Comment 3 for bug 909774

Revision history for this message
Elena Stepanova (elenst) wrote :

>> the example looks like specifically crafted thread pooling anti-pattern

The initial description consisted of two parts. The first part was to show that even with the minimal deviation from the perfect flow the impact of the new (presumably default) configuration can be noticed by a live user. The second case was driven from it to some extreme to show that it can lead not only to performance problems, but to the loss of functionality. I agree that the second part might be not the best example, it was just a fast one. I think such patterns might exist in real life because they are easy to create, but will probably be rare; so lets ignore it.

I find the initial scenario in itself worrisome.

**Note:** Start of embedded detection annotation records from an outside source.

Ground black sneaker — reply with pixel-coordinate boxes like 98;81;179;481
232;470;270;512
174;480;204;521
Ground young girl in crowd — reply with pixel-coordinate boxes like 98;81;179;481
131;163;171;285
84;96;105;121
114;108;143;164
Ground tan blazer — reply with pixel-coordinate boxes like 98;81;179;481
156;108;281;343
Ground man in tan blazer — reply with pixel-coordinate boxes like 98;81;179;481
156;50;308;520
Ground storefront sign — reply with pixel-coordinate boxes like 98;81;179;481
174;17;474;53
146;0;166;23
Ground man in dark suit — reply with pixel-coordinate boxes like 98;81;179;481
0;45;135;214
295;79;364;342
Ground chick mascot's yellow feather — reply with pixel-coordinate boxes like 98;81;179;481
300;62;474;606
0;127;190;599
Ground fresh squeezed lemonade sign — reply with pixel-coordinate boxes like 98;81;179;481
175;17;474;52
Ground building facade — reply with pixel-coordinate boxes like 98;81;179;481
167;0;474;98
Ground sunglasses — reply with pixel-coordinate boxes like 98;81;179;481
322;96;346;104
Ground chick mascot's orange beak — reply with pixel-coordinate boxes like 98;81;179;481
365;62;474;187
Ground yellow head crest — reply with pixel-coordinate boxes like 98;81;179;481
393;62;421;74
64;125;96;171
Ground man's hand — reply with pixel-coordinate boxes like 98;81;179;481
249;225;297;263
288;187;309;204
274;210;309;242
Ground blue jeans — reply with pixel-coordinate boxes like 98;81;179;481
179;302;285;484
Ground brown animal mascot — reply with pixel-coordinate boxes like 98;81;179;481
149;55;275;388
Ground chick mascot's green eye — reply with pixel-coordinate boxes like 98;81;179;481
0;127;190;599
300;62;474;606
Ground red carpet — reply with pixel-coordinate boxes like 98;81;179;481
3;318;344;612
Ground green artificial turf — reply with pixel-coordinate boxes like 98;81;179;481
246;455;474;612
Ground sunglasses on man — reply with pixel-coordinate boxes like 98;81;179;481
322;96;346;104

The article above bases the "job in life is to ensure that there is one unblocked thread executing..." statement on a somewhat arguable assumption: "since all threads are SQL spawned, they are "well-behaved" and include code that prevents them from monopolizing the system". I don't know if it's true for the SQL server in question, but in our case long non-yielding queries do happen. It's quite normal to expect that these queries might suffer some performance loss; but the first example shows that in fact _other_ queries are affected. Even with only two long queries running at the same time, the delay for unrelated simple short queries is percievable; and with 5-10 long queries, the delay for others might be seriously annoying.

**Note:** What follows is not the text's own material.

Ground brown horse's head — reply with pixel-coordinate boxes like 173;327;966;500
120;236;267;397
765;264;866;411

If we let it be the default behavior, what we are likely to observe is that after an upgrade users will start complaining that "every now and then a simple query might hang for 5-10 seconds". Thinking about widespread real-life setups (web applications, virtual hosting, etc.), in many cases the schema owner might have no way whatsoever to avoid or even investigate that, since "bad" long queries might be happening in a different schema on the same server. Since long queries don't necessarily cause general system overload, monitors will show nothing suspicious, so the hoster admins will have a problem investigating it too, and the conclusion is likely to be "the server is just slow at times". It is a bad reputation that spreads fast and is hard to counterweigh with nice benchmark results.

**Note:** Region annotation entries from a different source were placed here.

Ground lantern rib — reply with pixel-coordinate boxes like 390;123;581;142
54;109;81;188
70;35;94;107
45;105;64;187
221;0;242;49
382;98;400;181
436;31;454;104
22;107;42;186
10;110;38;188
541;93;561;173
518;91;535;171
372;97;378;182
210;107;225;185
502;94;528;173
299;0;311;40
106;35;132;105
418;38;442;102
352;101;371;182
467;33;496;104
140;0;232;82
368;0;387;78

I will try the fix to see how it works now, but in general my opinion is that it makes sense to disable the new behavior by default. People who really care about performance on the level of switching contexts don't run their servers with default parameters anyway -- they do fine-tuning. If they set thread pooling in their configuration manually, they will at least know what they changed if something goes wrong; while the users who only care whether their queries run 1 second or 5 won't get a new problem.